Let $X$ and $Y$ be two discrete random variables and two arbitrary functions $f$ and $g$. Then $$E[E[f(X)g(X,Y) | X]] = E[f(X)E[g(X,Y)|X]]$$

This is how far I got in the proof:

• By law of iterated expectation $E[X] = E[E[X|Y]]$ we have that: $$E[E[f(X)g(X,Y) | X]] = E[f(X) \cdot g(X,Y)]$$

Now I would like to apply something the $E[XY] = E[X] \cdot E[Y]$ which only holds for two independent variables $X$ and $Y$. But I don't see $f(X)$ and $g(X,Y)$ as independent. Am I missing something here?

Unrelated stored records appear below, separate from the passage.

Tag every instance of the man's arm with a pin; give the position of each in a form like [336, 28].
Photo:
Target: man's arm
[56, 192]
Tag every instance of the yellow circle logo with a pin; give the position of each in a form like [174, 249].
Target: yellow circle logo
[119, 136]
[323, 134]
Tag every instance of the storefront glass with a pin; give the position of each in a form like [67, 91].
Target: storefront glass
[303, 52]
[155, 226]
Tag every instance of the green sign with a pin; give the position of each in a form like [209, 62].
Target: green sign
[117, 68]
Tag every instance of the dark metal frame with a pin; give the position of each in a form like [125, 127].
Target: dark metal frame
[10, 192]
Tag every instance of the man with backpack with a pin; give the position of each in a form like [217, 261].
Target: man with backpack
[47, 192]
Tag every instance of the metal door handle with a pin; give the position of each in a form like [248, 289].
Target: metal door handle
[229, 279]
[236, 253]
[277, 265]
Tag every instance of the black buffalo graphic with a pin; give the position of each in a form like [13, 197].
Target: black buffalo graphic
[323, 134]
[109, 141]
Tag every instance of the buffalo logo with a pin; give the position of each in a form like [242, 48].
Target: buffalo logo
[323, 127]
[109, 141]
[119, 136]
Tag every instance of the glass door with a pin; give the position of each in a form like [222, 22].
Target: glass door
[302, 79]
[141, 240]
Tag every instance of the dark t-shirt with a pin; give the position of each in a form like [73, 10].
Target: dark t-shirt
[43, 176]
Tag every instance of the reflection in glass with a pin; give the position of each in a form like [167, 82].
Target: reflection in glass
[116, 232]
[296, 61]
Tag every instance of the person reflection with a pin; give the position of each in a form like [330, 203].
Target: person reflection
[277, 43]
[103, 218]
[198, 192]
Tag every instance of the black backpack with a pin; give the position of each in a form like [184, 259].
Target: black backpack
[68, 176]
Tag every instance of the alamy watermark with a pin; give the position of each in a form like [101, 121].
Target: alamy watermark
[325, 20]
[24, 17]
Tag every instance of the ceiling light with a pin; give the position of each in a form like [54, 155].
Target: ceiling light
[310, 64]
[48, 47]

If they were independent I'd continue:

• $E[f(X) \cdot g(X,Y)] = E[f(X)] \cdot E[g(X,Y)]$
• Re-apply law of iterated expectation: $$E[f(X)] \cdot E[g(X,Y)] = E[f(X)] \cdot E[E[g(X,Y)|X]] = E[f(X) \cdot E[g(X,Y)|X]] $$ $\square$

Could someone assist me in my thinking here?

Answer 1

What is used is that $$ \mathbb E\left[f(X)g\left(X,Y\right) | X\right]=f(X)\mathbb E\left[g\left(X,Y\right) | X\right], $$ known as the pull-out property of the conditional expectation.

Answer 2

Claim: Let $X \in \mathscr{L}^1(\mathscr{G})$ and $Y \in \mathscr{L}^1(\mathscr{F})$, with $\mathscr{G}$ a subset of $\mathscr{F},$ of course, both being sigma fields. Then $\mathbf{E}(XY \mid \mathscr{G}) = X \mathbf{E}(Y \mid \mathscr{G}).$

Proof. By definition, $X \mathbf{E}(Y \mid \mathscr{G})$ is a version of $\mathbf{E}(XY \mid \mathscr{G})$ if for every $\mathrm{G} \in \mathscr{G},$ we have $\int\limits_\mathrm{G} XY = \int\limits_\mathrm{G} X\mathbf{E}(Y \mid \mathscr{G}).$ This last equality will be true, by definition of $\mathbf{E}(Y \mid \mathscr{G}),$ if $X = \mathbf{1}_\mathrm{G'},$ and by linearity, it will also be true if $X$ is a simple random variable. The usual way (approximation and convergence theorems) now shows this equality is always true for integrable random variables $X.$ QED

Now apply the previous claim with $\mathscr{G} = \sigma(X)$ and the "$Y$" in the claim being your "$f(X,Y).$" We reach $\mathbf{E}(X f(X,Y) \mid X) = X \mathbf{E}(f(X,Y) \mid X).$ The expectations are therefore equal as well.